LATAM continues to make progress with fleet renewal, which aims to reduce the number of types and replace older models with the latest-technology, more efficient aircraft. In the short haul fleet, two types were completely phased out in 2014: the Dash Q400 and the 737-700. LATAM is also slightly reducing its A319/A320 numbers in favour of taking more of the larger A321s.
As to the long-haul fleet, LATAM continues to phase out A330s and A340s. Having received 10 787-8s and its first two 787-9s in Q1, LATAM plans to build the 787-9 fleet to 13 units by the end of 2016. Later this year LATAM will be the first airline in the Americas to take delivery of the A350.
With cargo, LATAM’s focus has shifted to almost exclusively filling bellyhold capacity, and the company foresees reducing its 15-strong freighter fleet by a couple of units by the end of 2016. But the management believes that LATAM will always need a certain number of freighters.

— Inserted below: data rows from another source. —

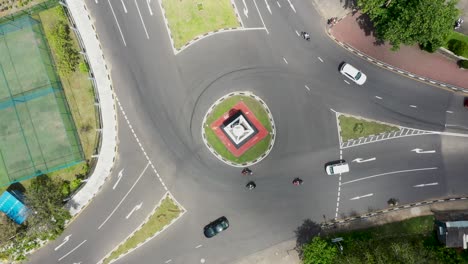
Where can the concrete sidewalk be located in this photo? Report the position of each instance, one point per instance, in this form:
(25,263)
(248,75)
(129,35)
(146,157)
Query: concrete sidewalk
(107,152)
(356,31)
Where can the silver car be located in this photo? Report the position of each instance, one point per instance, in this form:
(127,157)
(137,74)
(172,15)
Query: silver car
(352,73)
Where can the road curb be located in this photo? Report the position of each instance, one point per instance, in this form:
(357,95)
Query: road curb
(393,68)
(166,195)
(392,209)
(270,117)
(202,36)
(89,42)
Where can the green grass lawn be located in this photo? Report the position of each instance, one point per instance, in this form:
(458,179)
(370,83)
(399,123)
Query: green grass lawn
(163,215)
(414,226)
(190,18)
(259,112)
(458,36)
(353,128)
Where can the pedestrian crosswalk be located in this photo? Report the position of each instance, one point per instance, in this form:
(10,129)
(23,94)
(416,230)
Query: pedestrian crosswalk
(403,132)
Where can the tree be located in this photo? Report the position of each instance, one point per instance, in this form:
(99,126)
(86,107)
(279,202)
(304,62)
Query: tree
(44,198)
(318,252)
(424,22)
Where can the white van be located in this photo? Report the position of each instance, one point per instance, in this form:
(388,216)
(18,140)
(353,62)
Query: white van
(337,168)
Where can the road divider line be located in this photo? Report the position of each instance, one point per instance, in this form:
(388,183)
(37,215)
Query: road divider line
(125,8)
(65,240)
(149,7)
(360,197)
(116,21)
(119,177)
(389,173)
(141,18)
(268,7)
(121,201)
(426,184)
(64,256)
(261,18)
(292,6)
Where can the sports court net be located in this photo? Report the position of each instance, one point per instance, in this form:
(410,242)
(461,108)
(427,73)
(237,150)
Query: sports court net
(37,133)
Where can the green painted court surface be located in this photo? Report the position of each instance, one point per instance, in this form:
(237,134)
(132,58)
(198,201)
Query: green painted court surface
(37,133)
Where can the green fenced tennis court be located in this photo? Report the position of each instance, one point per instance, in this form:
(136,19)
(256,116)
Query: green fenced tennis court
(37,133)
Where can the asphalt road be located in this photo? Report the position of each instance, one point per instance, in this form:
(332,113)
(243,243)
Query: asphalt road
(165,96)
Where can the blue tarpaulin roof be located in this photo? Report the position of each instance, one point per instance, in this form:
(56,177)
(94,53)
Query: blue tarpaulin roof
(13,208)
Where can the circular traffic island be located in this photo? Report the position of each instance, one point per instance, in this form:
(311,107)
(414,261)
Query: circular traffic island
(239,129)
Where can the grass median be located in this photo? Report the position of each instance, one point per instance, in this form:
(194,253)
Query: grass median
(257,109)
(190,18)
(164,214)
(354,128)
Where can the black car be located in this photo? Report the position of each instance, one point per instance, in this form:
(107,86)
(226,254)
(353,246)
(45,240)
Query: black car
(218,225)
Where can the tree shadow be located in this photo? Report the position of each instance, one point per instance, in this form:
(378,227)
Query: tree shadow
(367,26)
(304,233)
(349,4)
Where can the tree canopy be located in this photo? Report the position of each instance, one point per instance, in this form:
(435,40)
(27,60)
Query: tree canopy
(408,22)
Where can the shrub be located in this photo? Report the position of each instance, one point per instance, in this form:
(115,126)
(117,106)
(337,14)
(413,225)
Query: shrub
(75,184)
(458,47)
(84,67)
(463,64)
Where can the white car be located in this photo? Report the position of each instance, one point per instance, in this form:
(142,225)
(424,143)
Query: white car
(352,73)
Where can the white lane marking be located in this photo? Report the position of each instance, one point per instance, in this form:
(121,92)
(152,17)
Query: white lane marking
(292,7)
(268,7)
(116,21)
(65,240)
(338,197)
(119,177)
(261,18)
(123,4)
(72,250)
(389,173)
(420,151)
(141,18)
(426,184)
(246,10)
(136,208)
(364,196)
(121,201)
(149,7)
(360,160)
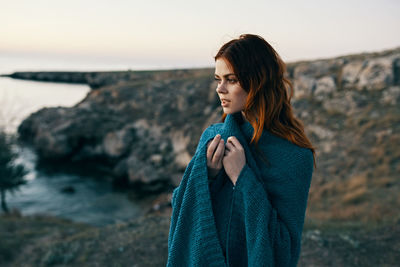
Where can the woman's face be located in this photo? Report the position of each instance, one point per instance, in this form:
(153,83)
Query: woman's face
(232,95)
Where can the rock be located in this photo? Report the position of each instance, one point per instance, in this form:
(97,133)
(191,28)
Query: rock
(324,87)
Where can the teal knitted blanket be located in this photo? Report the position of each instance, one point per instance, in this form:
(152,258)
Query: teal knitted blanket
(267,209)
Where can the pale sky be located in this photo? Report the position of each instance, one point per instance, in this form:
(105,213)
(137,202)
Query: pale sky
(178,33)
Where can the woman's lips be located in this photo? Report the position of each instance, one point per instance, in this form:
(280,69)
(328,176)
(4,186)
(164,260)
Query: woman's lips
(224,103)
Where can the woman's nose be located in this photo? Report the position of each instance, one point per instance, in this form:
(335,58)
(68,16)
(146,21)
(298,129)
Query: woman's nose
(221,88)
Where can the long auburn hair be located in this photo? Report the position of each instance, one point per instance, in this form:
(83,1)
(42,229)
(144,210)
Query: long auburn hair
(260,72)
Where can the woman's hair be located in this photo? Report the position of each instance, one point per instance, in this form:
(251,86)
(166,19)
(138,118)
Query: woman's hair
(260,72)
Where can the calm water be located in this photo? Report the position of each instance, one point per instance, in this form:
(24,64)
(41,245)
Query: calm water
(92,201)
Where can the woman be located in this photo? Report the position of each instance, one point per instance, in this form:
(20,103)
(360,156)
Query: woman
(242,202)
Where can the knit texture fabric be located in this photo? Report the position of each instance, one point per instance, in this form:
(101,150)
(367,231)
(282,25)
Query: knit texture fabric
(257,222)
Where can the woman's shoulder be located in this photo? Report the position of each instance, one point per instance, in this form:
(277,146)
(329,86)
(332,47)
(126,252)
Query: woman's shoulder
(282,150)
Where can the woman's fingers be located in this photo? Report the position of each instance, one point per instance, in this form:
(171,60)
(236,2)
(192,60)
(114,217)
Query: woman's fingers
(219,153)
(232,140)
(212,146)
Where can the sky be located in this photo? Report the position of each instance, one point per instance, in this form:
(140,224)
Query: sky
(179,34)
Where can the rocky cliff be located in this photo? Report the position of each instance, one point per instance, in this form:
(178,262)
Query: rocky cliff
(143,128)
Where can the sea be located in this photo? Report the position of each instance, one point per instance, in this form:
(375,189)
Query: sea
(93,201)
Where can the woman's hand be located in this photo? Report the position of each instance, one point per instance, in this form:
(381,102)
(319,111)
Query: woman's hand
(234,158)
(215,154)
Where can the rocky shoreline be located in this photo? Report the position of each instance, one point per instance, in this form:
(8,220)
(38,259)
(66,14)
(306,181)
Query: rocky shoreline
(141,128)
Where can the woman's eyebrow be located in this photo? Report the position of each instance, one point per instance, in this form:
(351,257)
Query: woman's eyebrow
(226,75)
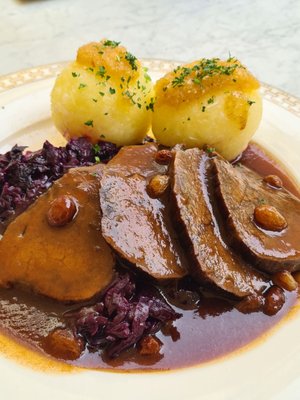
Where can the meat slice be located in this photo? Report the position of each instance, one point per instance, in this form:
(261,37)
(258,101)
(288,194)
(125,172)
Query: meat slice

Balance sheet considerations and longer-term prospects
LATAM has had to give up hopes of an early return to investment grade. In April Fitch downgraded LATAM to “BB-“, which is three notches below investment grade, while Moody’s assigned the company a “Ba2” rating (two notches below investment grade).
Fitch cited LATAM’s high gross adjusted leverage, which it estimated at 5x after taking into account a gradual debt reduction in 2015-2016. At year-end 2014 LATAM’s total lease-adjusted debt was $12.4bn. LATAM faces substantial debt repayments in the next 18 months, which are expected to be mainly refinanced.
The rating agencies acknowledged that LATAM has adequate liquidity, with cash and available credit facilities adding up to about 15% of LTM revenues.
Last year LATAM reduced its planned 2016-2018 fleet capex by $1.8bn, but Fitch notes that it will still amount to $878m in 2015 and $1bn in 2016, keeping free cash flow “neutral to slightly negative”.
The rating agencies, like the rest of the financial community, see LATAM gradually improving its operating results and FCF generation. But there is concern about Brazil’s worsened macroeconomic outlook and FX trends, which will keep passenger yields declining in 2015.
LATAM is currently guiding for a 6-8% operating margin in 2015 (based on oil at $77 in 2H15). The consensus seems to be that, unless the situation in Brazil worsens significantly, the margin is trending to the 8%-level in 2015 or 2016, which would be a solid improvement on last year’s 4.1%.
These tough times have not changed the thinking on the 2012 merger. It was a unique opportunity to create a dominant airline combine for a region that will one day again see robust economic and air travel demand growth.
But the many risks include potential setbacks with merger integration. One of the biggest risks will be the move to a single passenger reservations system — an event that has proved highly disruptive in some other airline mergers. Having just selected the Sabre technology, which LAN adopted in 2012, for the common platform, LATAM intends to move slowly and is looking at a 2017 switchover.
A full open skies US-Brazil regime should be implemented in early 2016 (though it is yet to be ratified by President Rousseff). By this stage one might have expected American and LATAM to be talking about enhancing their cooperation and even applying for antitrust immunity, but it seems that neither party is yet ready to do that because both are integrating after recent mergers. In any case, the initial impact of open skies may not be that great, because US carriers are cutting capacity on US-Brazil routes in response to Brazilian economic conditions.
LATAM’s longer-term prospects remain excellent. When South America recovers from its economic doldrums, LATAM will reap significant benefits from its geographic diversity, strong regional market position (leading market shares both internationally in Latin America and in the Brazil, Chile and Peru domestic markets) and the enhanced network and other benefits resulting from the merger. LATAM clearly has the potential to return to the double-digit operating margins and the solid net profits it was earning before the merger.